Meaning that real output has increased by 56 percent, or more than the nominal amount of revenue growth, even adjusting for inflation.

In practice, it’s often impossible to measure the prices of old and new models at the same time. There are a number of methods for dealing with this, all of which amount to some kind of imputation of what the relative prices of the two models would have been, had they been observed at the same time. In addition, there are a number of other complexities that can enter into quality adjustments, having to do with changes in package size, options being made standard, etc. For the most part, the details of these aren’t important. One special kind of adjustment that is worth noting is the “production cost” adjustment, which is quite old and has been used to measure, for example, model changes in cars. In this method, you survey manufacturers and ask them: what would it have cost you to build your new, higher-quality model in an early period? So for a computer, you would ask: how much would it have cost you to produce a computer as powerful as this year’s model, if you had done it last year? However, Triplett notes that in reality, this method tends not to be practical for fast-changing technologies like computers.

Although they are intuitively appealing, it turns out that the traditional methods of quality adjustment have many potential biases. Some of them are related to the difficulty of estimating the “overlapping” price of two different models that never actually overlapped in the market. But even when such overlapping prices are available, there are potential problems: older models may disappear because they did not provide good quality for the price (meaning that the overlapping model strategy overestimates the value of the older model), or the older model may have been temporarily put on sale when the new model was introduced, among other issues.

The problems with traditional quality adjustments gave rise to an alternative method of “hedonic” price indexes. Where the traditional method simply compares a product with an older version of the same product, hedonic indices use a model called a “hedonic function” to predict a product’s price based on its characteristics. Triplett gives the example of a study of mainframe computers from the late 1980′s, in which a computer’s price was modeled as a function of its processor speed, RAM, and other technical characteristics.

The obvious advantage of the hedonic model is that it allows you to say precisely what it is about a new product that makes it superior to an old one. The hedonic model can either be used as a supplement to traditional method, as a way of dealing with changes in products, or it can entirely replace the old methods based on doing one-to-one price comparisons from one time period two another.
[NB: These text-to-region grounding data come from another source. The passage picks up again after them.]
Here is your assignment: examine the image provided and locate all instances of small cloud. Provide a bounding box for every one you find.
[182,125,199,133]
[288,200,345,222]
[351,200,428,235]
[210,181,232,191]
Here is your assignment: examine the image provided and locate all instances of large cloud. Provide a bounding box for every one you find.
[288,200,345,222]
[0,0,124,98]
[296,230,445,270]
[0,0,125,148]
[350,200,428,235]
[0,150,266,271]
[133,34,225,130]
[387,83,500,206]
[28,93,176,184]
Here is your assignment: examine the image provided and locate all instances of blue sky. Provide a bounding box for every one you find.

The important thing to understand about all of these quality-adjustment methodologies is what they imply about output numbers: growth in the output of the economy can be due to making more widgets, or to making the same number of widgets but making them better. In practice, of course, both types of growth are occuring at the same time. As this discussion shows, quality adjustments are both unavoidable and highly controversial, and they introduce an unavoidable subjective element into the definition of economic output. This has to be kept in mind when using any time series of output over time, since these numbers will reflect the methdological choices of the agencies that collected the data.

Despite these caveats, however, wading into this swamp of technical debates has convinced me that the existing output and value-added numbers are at least a decent approximation of the actual productivity of the economy, and are therefore suitable for making my larger point about manufacturing: the decline of manufacturing employment is less a consequence of globalization than it is a result of technological improvements and increasing labor productivity.